There is still so much. So grateful for my truck.  We loaded up two truckloads of old tires to recycling.  The robins use the side mirrors for grooming and crapping. This is annoying.  

Buried in the front yard overgrowth was an old stone boat.  I tried to imagine an esthetic use for it but nothing came to mind so I posted it to the local Buy Nothing Facebook page and got an immediate response.  So, Ron and I cut through the brush in the rain and dragged the thing out for pickup by a Salmon Arm chap who has an appreciation for the heritage and industry of that time. That made my heart glad.

That was our first real corporeal effort of the season and even the best home gym can’t prepare me for the physicality of clearing, building and maintaining a property that has been left to its own devices for a couple of years.  Our first year here we had Ben, who was instrumental in getting this land to at least a manageable state.  More on that another time.

And last April, two of my brothers came to visit with fishing rods that stayed in the truck while they set to dismantling some of the potential death by collapse and impalement constructs on the property.

As did my sister, who visited with energy and muscle and enough homemade soup to fill half a freezer.

And of course, my Okanagan daughter and son in law who have been so generous with their time, labour and excellent humour but whom have not yet been consulted on using photo evidence of this here.

More on this, too, another time but needless to say I am deeply grateful to all for the borrow of their vigour and sturdiness.

In the meantime, I have spent the past couple of weeks hauling, yanking, reaching, pushing, pulling, squatting, bending in ways that no functional strength gym routine has ever prepared me for.  I drop into the dirt immediately when I feel a prodromal back twinge and cat, cow, frog and child pose in earnest.  My hands and hamstrings ache and throb. I am scratched, sore and bruised.  But I am starting to feel solid muscle under the layers of corporate, cortisol chub in my arms, thighs and core.  I have no idea if Epsom Salts baths really work but lately, I am all in. Literally. And I have never felt better.

The Garden

The garden is ready for tilling.  The deer fence is now up and gated. A herd of about ten of them still routinely wander through the property at around 8 am, have a graze of whatever is up and growing. Today it was tulips. They have a little drink from the pond and move on.

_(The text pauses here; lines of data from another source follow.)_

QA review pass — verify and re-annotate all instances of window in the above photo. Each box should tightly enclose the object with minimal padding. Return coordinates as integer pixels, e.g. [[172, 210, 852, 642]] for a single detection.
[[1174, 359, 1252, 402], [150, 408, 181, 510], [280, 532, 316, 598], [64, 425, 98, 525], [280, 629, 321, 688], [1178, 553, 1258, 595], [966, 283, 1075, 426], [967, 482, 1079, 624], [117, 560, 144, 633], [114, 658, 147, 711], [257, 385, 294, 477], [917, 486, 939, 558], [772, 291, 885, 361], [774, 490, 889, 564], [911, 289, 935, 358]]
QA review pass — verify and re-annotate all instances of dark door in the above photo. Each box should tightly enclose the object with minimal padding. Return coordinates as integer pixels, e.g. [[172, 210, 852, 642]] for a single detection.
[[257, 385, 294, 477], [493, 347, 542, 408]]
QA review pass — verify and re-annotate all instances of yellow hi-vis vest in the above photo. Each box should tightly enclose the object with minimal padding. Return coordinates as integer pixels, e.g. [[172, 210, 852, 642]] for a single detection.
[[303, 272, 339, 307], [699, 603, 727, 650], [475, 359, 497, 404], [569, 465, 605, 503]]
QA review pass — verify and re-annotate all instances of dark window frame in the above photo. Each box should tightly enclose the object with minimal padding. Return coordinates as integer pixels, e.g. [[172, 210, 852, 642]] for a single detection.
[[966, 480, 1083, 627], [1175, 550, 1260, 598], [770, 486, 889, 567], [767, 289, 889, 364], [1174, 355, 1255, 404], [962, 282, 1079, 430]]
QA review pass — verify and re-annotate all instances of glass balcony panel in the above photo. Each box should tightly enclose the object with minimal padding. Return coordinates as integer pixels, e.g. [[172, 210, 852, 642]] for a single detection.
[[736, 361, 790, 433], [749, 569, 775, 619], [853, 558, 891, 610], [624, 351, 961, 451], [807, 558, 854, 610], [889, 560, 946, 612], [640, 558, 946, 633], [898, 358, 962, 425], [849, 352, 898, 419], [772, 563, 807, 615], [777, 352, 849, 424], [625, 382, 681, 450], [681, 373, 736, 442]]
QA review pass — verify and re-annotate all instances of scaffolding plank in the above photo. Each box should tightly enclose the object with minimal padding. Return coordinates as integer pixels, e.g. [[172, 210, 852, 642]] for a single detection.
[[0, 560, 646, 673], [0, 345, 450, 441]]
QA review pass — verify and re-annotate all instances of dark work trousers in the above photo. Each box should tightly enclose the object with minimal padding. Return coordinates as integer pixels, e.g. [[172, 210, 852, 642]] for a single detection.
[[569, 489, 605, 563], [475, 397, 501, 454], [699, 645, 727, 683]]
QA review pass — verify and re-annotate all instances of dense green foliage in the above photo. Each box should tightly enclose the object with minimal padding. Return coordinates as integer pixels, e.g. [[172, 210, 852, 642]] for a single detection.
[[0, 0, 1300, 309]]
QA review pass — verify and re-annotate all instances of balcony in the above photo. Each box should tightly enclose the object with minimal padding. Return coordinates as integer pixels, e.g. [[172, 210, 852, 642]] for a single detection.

Before the gates were installed

I have rescued and potted up my daughter’s hellebores, the rhubarb and a couple of poppies for replanting later.  I left the lovage. It has taken over the garden.  Forager Chef calls lovage “celery on steroids”.  My dad loved it and used it ALL THE TIME in his cooking.  In his late years I went to visit him.  He offered me some of his homemade soup.  It smelled unpleasantly familiar.  When he stepped out of the room for a minute his wife leaned in and whispered, “Your dad cooks for me all the time but everything he makes smells and tastes the same.”  Cracked me up.  Yeah, I am tilling that shit under.

Seeds have been started inside.  Moved the speakeasy furniture and replaced it with grow lights for the time being.  Tomatoes, snapdragons, scabiosa, alyssum, peppers, yarrow, tobacco, sweet peas and cucumbers are all up.  

The Burn

The last open burn ends at the end of this month. We have had a couple already this year.  Still trying to burn off the huge stumps left from the old, dead walnut trees we had to cut down.  Fires were big in my family on the old farm.  Feeding it was a collective effort.  I don’t remember anyone being grumpy on a burn day.  I hope next year to be able to share this work with friends and family with marshmallows and roasted sausages. This year though it’s more like let’s get through the mass of debris before the deadline.

In the moments between the clearing and the seeding, the burning and dumps, I am enjoying flowers the deer missed.

To those of you who checked in I wish you an excellent week.

To my kids. Love you!

One Response

  1. That was great. Thank you for letting me know about your place, and where it is. The work does not get less…just different. Seems you are enjoying it.